Kitabın başında aslında sıkıldığımı itiraf etmeliyim çünkü kitabı öneren insanlar genelde her seviyeden okuyucuya hitap ettiğini söylüyorlar ama maalesef öyle değil. Anlatılan konulardan hakkında birazda olsa bilgili olmanız bence kesinlikle şart.
Kitabın görsel olarak çok zengin olması beni gerçekten sevindirdi. Çünkü böyle kitaplarda anlatılan konuları zihinde canlandırmaya çalışırken vakit kaybetmek benim canımı sıkıyordu ve soğuyordum kitaptan. Fakat bu kitapta anlatılan konunun üstü altı yanı modellemeler ile dolu ve olayları anlama konusunda çok etkili oluyor.

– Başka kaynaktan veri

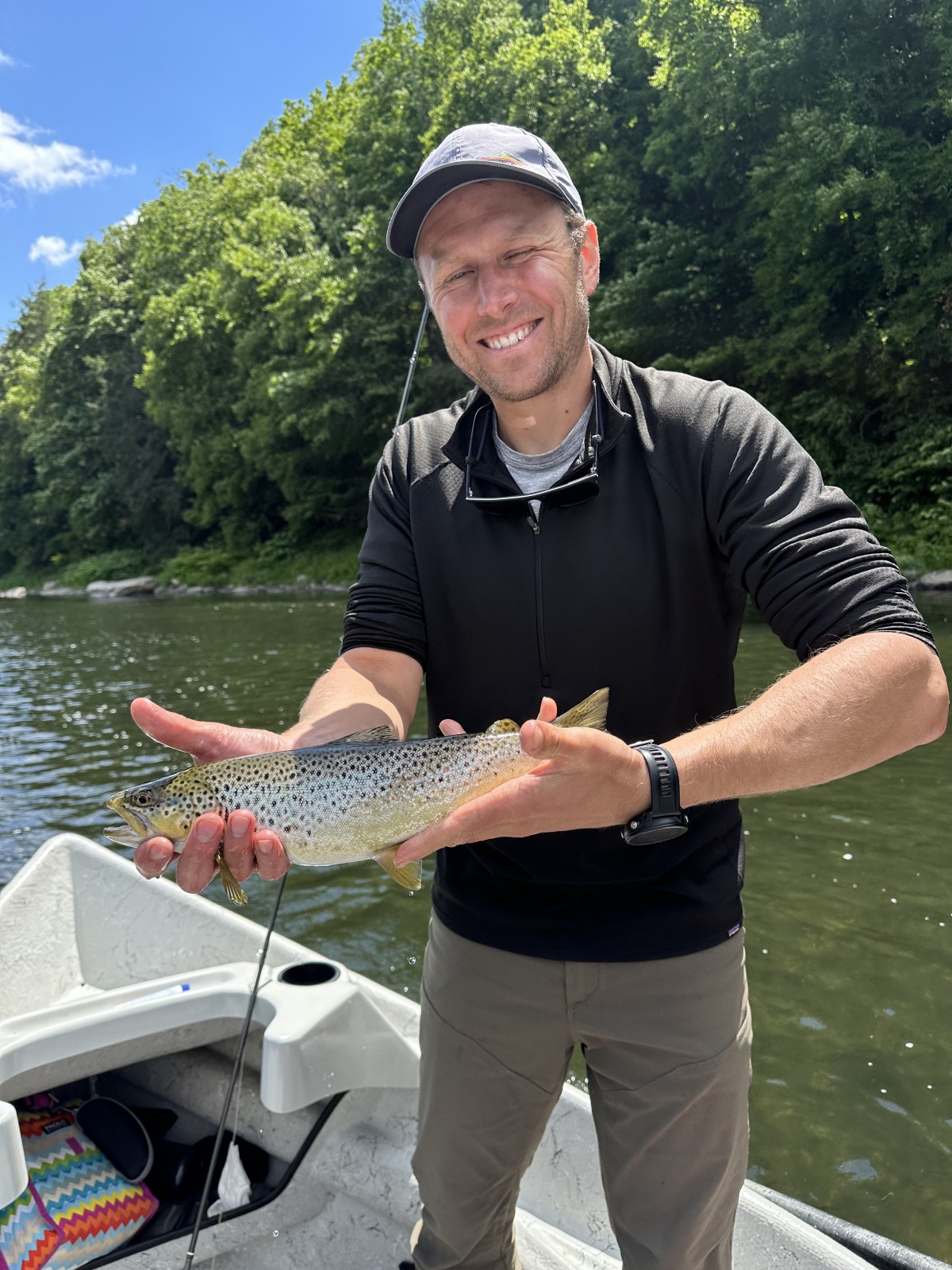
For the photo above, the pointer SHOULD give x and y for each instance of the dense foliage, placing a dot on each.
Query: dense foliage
(774, 187)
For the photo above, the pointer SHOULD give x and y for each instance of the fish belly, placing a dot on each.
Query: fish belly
(351, 803)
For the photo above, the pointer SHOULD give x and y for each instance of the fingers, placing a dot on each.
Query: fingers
(205, 741)
(168, 728)
(238, 845)
(197, 867)
(154, 856)
(247, 850)
(271, 860)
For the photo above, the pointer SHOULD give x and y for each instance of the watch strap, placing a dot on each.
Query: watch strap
(664, 818)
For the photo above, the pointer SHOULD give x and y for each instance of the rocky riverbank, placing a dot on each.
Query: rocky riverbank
(140, 587)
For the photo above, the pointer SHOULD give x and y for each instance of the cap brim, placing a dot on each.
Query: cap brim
(423, 196)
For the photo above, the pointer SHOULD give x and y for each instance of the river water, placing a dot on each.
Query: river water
(848, 897)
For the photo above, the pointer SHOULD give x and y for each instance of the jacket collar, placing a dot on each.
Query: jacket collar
(607, 372)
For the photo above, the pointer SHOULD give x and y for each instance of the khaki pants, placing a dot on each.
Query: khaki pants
(668, 1052)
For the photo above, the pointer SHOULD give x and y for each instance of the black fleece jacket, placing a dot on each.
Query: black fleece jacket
(704, 499)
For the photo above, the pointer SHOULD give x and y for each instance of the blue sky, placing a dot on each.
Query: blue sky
(102, 102)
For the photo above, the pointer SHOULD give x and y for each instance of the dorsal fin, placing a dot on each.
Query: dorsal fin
(409, 876)
(366, 737)
(503, 725)
(589, 713)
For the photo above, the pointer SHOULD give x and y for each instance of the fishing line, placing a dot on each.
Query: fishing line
(413, 365)
(232, 1083)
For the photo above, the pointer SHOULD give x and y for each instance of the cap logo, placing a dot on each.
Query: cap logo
(503, 158)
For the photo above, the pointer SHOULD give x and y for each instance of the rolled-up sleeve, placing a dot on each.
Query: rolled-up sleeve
(384, 606)
(800, 548)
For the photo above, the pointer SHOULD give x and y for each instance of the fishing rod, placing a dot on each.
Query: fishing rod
(232, 1083)
(253, 999)
(413, 365)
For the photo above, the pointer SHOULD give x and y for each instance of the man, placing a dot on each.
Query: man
(578, 522)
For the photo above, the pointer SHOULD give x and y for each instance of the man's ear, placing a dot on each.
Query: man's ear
(590, 258)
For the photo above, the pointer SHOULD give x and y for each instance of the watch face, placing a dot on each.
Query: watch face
(654, 829)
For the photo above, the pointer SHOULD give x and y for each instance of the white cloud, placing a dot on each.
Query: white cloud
(46, 165)
(54, 249)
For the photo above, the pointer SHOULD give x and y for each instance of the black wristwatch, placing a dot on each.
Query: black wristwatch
(664, 819)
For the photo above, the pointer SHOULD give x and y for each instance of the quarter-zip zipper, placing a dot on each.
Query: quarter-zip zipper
(535, 525)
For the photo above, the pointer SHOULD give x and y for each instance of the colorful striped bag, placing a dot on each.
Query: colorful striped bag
(73, 1187)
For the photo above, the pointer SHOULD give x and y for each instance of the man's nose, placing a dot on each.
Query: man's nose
(497, 291)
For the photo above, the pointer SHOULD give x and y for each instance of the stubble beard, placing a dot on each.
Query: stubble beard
(560, 361)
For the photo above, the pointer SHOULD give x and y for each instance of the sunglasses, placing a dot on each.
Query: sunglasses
(579, 489)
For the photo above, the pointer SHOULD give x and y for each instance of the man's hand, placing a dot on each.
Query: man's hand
(584, 779)
(247, 850)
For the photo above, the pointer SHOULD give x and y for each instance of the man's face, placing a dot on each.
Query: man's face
(508, 287)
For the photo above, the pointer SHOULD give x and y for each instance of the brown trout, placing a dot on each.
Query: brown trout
(352, 799)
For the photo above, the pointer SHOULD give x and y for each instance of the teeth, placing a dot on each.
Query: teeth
(508, 341)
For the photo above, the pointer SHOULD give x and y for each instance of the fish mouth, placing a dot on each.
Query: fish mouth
(124, 835)
(133, 821)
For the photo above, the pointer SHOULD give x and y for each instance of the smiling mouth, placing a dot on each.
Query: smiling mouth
(516, 337)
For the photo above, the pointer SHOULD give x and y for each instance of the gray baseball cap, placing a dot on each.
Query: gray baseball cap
(480, 152)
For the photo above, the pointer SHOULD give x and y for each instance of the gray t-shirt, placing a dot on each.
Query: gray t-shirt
(541, 471)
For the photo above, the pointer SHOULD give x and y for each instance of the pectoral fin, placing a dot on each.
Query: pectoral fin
(232, 889)
(404, 876)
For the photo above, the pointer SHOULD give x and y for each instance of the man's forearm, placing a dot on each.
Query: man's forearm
(363, 689)
(850, 706)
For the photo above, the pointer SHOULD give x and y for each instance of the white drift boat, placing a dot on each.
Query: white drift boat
(95, 963)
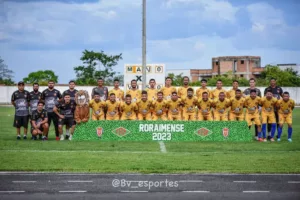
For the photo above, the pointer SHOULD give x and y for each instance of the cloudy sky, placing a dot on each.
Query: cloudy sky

Ayrıca kitap 7 bölümden oluşuyor. Ben en çok altıncı bölümü (Geleceğimiz nedir? Uzay Yolu Mu, Yoksa Değil Mi?) sevdim. Bu bölümde Stephen Hawking 2001 yapımı Uzay Yolu dizisi ile geleceği karşılaştırıyor ve nasıl olabileceği hakkında tahminler yürütüyor. Bu bölümün her bir satırının altını çizdim çünkü gerçekten çok mantıklı, akla uygun tahminler. Bu bölümde anlatılan aslında neden dünya nüfusunun hızlı artışının kontrol altına alınması gerektiğini de bence bir ufak sezdiriyor. Ayrıca ülkemizde ne kadar yatırım yapılıyor bilmiyorum ama geleceğin bilgisayar ve genetik mühendisliği alanında gelişen ülkeler tarafından yön bulacağını gayet güzelce aktarıyor.
*Not: Maalesef ülkemizdeki gerek ekonomik gerekse diğer sıkıntılar yüzünden halkımızın çoğu aslında dünyanın gündeminde olan şeylerden uzak ve kendini geliştiremiyor bu konuda çok üzgünüm. Teknolojiye ulaşıp kendini tiktok gibi sosyal meydanlarda kolay para kazanma yolunda harcayanlara da üzülüyorum. Maalesef geleceğimizi bilim beliryecek kazanılacak paralar değil... Bu arada aklıma gelmişken kitapta ABD'nin ekonomik kaygı yüzünden bir laboratuvarı yarıda bıraktığı bu yüzden 50-60 yıl bazı araştırmalarda kayıp yaşandığından da bahsediliyor. Tıpkı bizim aşıyı geç üretme nedenimiz gibi.